Should an algorithm help make decisions about whom to release before trial, whom to release from prison on parole or who receives rehabilitative services? They’re already informing criminal justice decisions around the United States and the world and have become the subject of heated public debate. Many such algorithms rely on patterns from historical data to assess each person’s risk of missing their next court hearing or being convicted of a new offense.

More than 60 years of research suggests that statistical algorithms are better than unaided human judgment at predicting such outcomes. In 2018, that body of research was questioned by a high-profile study published in the journal Science Advances, which found that humans and algorithms were about equally as good at assessing who will reoffend. But when we attempted to replicate and extend that recent study, we found something different: Algorithms were substantially better than humans when used in conditions that approximate real-world criminal justice proceedings.

Some researchers say that untrained people can match the performance of algorithms

In the 2018 study, Dartmouth College researchers recruited 400 people online to read 50 short descriptions of real defendants and asked participants whether they thought each person would be arrested within two years. These untrained recruits correctly predicted outcomes in 62 percent of cases, while COMPAS, one widely used risk-assessment algorithm, was about 65 percent accurate.

The authors concluded that COMPAS “is no more accurate … than predictions made by people with little or no criminal justice expertise” and argued that their results “cast significant doubt on the entire effort of algorithmic recidivism prediction.” In plain language, they contend that their results suggest that algorithms are no better than people at predicting which defendants will reoffend.

That message attracted considerable media attention and was taken up by those worried about using algorithms to inform decisions about the fate of people’s lives.

Surprised by the finding, we redid and extended the Dartmouth study with about 600 participants similarly recruited online. This past month, we published our results.

The Dartmouth findings do not hold in settings that are closer to real criminal justice situations

The problem isn’t that the Dartmouth study’s specific results are wrong. We got very similar results when we reran the study by asking our own participants to read and rate the same defendant descriptions that their researchers used. It’s that their results are limited to a narrow context. We repeated the experiment by asking our participants to read descriptions of several new sets of defendants and found that algorithms outperformed people in every case. For example, in one instance, algorithms correctly predicted which people would reoffend 71 percent of the time, while untrained recruits predicted correctly only 59 percent of the time — a 12 percentage point gap in accuracy.

This gap increased even further when we made the experiment closer to real-world conditions. After each question, the Dartmouth researchers told participants whether their prediction was correct — so we did that, too, in our initial experiments. As a result, those participants were able to immediately learn from their mistakes.

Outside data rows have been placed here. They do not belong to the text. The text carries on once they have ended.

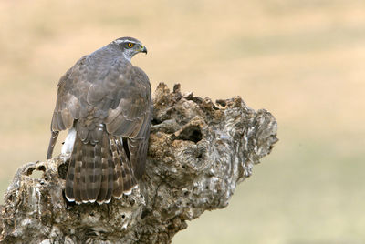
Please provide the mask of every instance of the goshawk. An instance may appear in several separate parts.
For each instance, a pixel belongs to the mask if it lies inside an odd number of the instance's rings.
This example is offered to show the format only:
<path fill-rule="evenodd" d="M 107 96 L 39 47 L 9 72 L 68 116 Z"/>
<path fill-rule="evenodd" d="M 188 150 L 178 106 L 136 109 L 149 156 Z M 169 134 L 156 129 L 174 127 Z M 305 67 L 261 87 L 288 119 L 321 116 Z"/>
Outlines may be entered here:
<path fill-rule="evenodd" d="M 147 54 L 139 40 L 118 38 L 59 80 L 47 158 L 68 129 L 62 147 L 68 201 L 108 203 L 130 194 L 143 175 L 152 108 L 149 78 L 130 63 L 138 53 Z"/>

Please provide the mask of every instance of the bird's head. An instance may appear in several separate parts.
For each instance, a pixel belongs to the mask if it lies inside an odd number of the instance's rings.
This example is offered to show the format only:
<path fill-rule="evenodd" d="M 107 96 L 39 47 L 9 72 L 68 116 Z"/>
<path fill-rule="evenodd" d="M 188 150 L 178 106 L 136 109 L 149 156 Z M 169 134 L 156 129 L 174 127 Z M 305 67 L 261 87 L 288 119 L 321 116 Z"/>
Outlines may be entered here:
<path fill-rule="evenodd" d="M 125 58 L 130 60 L 138 53 L 147 54 L 147 48 L 141 42 L 133 37 L 120 37 L 111 44 L 117 45 L 123 52 Z"/>

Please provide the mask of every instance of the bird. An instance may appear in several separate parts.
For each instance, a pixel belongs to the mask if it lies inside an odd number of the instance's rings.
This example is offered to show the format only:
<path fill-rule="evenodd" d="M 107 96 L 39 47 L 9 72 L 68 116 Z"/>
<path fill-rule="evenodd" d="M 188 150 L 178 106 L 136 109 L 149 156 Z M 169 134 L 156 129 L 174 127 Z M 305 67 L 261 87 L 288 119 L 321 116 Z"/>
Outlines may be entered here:
<path fill-rule="evenodd" d="M 147 48 L 120 37 L 82 56 L 59 79 L 47 158 L 68 129 L 61 156 L 68 161 L 68 202 L 109 203 L 138 187 L 145 170 L 151 88 L 130 59 Z"/>

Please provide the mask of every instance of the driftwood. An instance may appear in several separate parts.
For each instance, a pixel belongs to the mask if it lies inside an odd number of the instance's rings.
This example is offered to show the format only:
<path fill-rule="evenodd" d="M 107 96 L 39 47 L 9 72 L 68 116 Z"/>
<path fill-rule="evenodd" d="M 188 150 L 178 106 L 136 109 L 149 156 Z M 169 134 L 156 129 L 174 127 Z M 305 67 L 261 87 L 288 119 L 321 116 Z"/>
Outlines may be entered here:
<path fill-rule="evenodd" d="M 239 97 L 154 94 L 146 173 L 131 195 L 110 204 L 69 204 L 61 158 L 20 168 L 0 207 L 1 243 L 170 243 L 186 220 L 228 205 L 239 182 L 270 153 L 276 121 Z M 43 176 L 32 177 L 40 170 Z M 2 225 L 2 227 L 1 227 Z"/>

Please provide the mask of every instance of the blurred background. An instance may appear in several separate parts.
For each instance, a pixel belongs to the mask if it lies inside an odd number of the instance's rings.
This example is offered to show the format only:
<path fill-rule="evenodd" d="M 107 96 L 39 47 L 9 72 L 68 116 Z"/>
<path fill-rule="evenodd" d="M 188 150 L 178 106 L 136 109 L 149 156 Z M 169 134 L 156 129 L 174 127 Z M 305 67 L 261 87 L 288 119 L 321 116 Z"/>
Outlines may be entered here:
<path fill-rule="evenodd" d="M 46 159 L 59 77 L 125 36 L 148 47 L 133 64 L 152 90 L 239 95 L 278 122 L 280 141 L 230 205 L 172 243 L 365 242 L 363 0 L 2 0 L 1 194 Z"/>

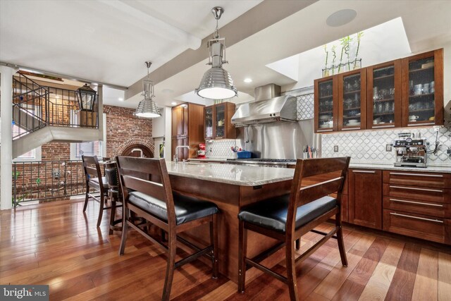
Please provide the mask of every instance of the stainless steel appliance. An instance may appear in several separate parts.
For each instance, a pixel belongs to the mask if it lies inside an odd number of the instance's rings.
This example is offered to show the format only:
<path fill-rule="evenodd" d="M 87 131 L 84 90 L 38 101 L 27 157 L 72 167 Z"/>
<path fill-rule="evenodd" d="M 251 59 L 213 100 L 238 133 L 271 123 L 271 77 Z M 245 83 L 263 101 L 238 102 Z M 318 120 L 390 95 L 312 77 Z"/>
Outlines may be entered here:
<path fill-rule="evenodd" d="M 427 142 L 410 135 L 400 135 L 393 140 L 396 150 L 395 166 L 426 167 Z"/>

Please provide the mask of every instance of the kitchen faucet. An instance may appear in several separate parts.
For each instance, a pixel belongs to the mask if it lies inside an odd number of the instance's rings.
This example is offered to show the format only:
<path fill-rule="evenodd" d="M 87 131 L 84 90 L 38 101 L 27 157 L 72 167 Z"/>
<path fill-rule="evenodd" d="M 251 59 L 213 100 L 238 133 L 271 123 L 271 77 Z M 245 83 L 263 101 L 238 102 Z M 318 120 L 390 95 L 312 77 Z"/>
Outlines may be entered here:
<path fill-rule="evenodd" d="M 190 147 L 188 145 L 178 145 L 175 147 L 175 158 L 174 158 L 174 161 L 175 161 L 175 163 L 178 163 L 178 149 L 183 148 L 187 148 L 188 149 L 188 150 L 191 149 L 191 147 Z"/>

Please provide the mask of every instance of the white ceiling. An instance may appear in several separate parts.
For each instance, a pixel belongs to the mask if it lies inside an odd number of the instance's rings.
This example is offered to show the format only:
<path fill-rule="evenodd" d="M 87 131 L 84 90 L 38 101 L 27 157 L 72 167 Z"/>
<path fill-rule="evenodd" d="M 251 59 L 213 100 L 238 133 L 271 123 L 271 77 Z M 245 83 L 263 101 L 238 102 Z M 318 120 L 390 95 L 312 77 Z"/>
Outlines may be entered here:
<path fill-rule="evenodd" d="M 0 61 L 130 86 L 145 75 L 144 61 L 153 62 L 151 71 L 154 70 L 190 47 L 195 48 L 199 39 L 210 35 L 216 25 L 210 12 L 212 7 L 221 6 L 226 10 L 219 21 L 221 32 L 221 27 L 259 2 L 1 0 Z M 291 1 L 278 2 L 283 6 Z M 349 24 L 328 27 L 327 17 L 343 8 L 355 10 L 357 16 Z M 448 0 L 321 0 L 228 47 L 230 63 L 224 68 L 230 72 L 240 95 L 248 99 L 255 87 L 267 83 L 274 82 L 286 89 L 295 87 L 293 77 L 297 73 L 298 78 L 317 77 L 302 74 L 310 71 L 299 68 L 300 62 L 293 63 L 294 69 L 298 70 L 288 72 L 289 76 L 268 65 L 398 17 L 412 52 L 449 44 L 450 16 L 451 1 Z M 366 58 L 362 59 L 365 62 Z M 371 61 L 366 58 L 366 61 Z M 202 101 L 196 99 L 192 91 L 209 68 L 206 62 L 194 63 L 157 83 L 157 103 L 171 106 L 174 100 L 179 103 Z M 323 64 L 323 59 L 317 62 L 318 70 Z M 248 77 L 253 82 L 245 83 L 243 80 Z M 111 98 L 116 97 L 120 96 L 113 93 Z M 137 94 L 109 104 L 135 107 L 139 100 L 140 96 Z"/>

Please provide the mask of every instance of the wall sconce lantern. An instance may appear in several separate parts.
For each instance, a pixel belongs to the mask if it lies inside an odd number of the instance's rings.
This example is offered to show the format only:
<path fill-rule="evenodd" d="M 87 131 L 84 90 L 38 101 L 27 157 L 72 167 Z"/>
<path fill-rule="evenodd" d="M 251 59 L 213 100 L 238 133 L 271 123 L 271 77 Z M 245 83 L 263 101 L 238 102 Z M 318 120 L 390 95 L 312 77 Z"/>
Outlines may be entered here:
<path fill-rule="evenodd" d="M 97 99 L 97 92 L 87 84 L 77 90 L 77 100 L 81 111 L 94 111 Z"/>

But in real life, it can take months or years before criminal justice professionals discover which people have reoffended. So we redid our experiment several more times without this feedback. We found that the gap in accuracy between humans and algorithms doubled, from 12 to 24 percentage points. In other words, the gap increased when the experiment was more like what happens in the real world. In fact, in this case, where immediate feedback was no longer provided, our participants correctly rated only 47 percent of the vignettes they read — worse than simply flipping a coin.

Humans are worse at assessing risk than algorithms

Why was human performance so poor? Our participants significantly overestimated risk, believing that people would reoffend much more often than they actually did. In one iteration of our experiment, we explicitly and repeatedly told participants that only 29 percent of the people they were assessing ultimately reoffended, but our recruits still predicted that 48 percent would do so. In a courtroom, these “judges” might have incorrectly flagged many people as high risk who statistically posed little danger to public safety.

Humans were also worse than algorithms at exploiting additional information — something that criminal justice officials have in abundance. In yet another version of our experiment, we gave humans and algorithms detailed vignettes that included more than the five pieces of information provided about a defendant in the original Dartmouth study. The algorithms that had this additional information performed better than those that did not, but human performance did not improve.

Algorithms show promise but have limitations

Our results indicate that statistical algorithms can indeed outperform human predictions of whether people will commit new crimes. These findings are consistent with the findings of an extensive literature, including field studies, that show that algorithmic predictions are more accurate than those of unaided judges and correctional officers who make life-changing decisions every day.

Of course, policymakers may decide that risk simply should not factor into some legal decisions. Earlier this year, New York City adopted a groundbreaking policy of abolishing bail for nearly all defendants charged with nonviolent felonies, regardless of their risk of reoffending or failing to appear at court. Further, it’s important to ensure that algorithms don’t simply reflect bias in the data on which they are built, a concern we have examined in our broader research efforts. When, whether and how to consider algorithms, however accurate, remain larger issues of policy and ethics — and those decisions are firmly in human hands.

Zhiyuan “Jerry” Lin is a PhD candidate in computer science at Stanford University.

Jongbin Jung is a data scientist with a PhD from Stanford University.

Sharad Goel is an assistant professor at Stanford University and executive director of the Stanford Computational Policy Lab.

Jennifer Skeem is a professor of social welfare and public policy at the University of California at Berkeley and directs Berkeley’s Risk-Resilience Lab.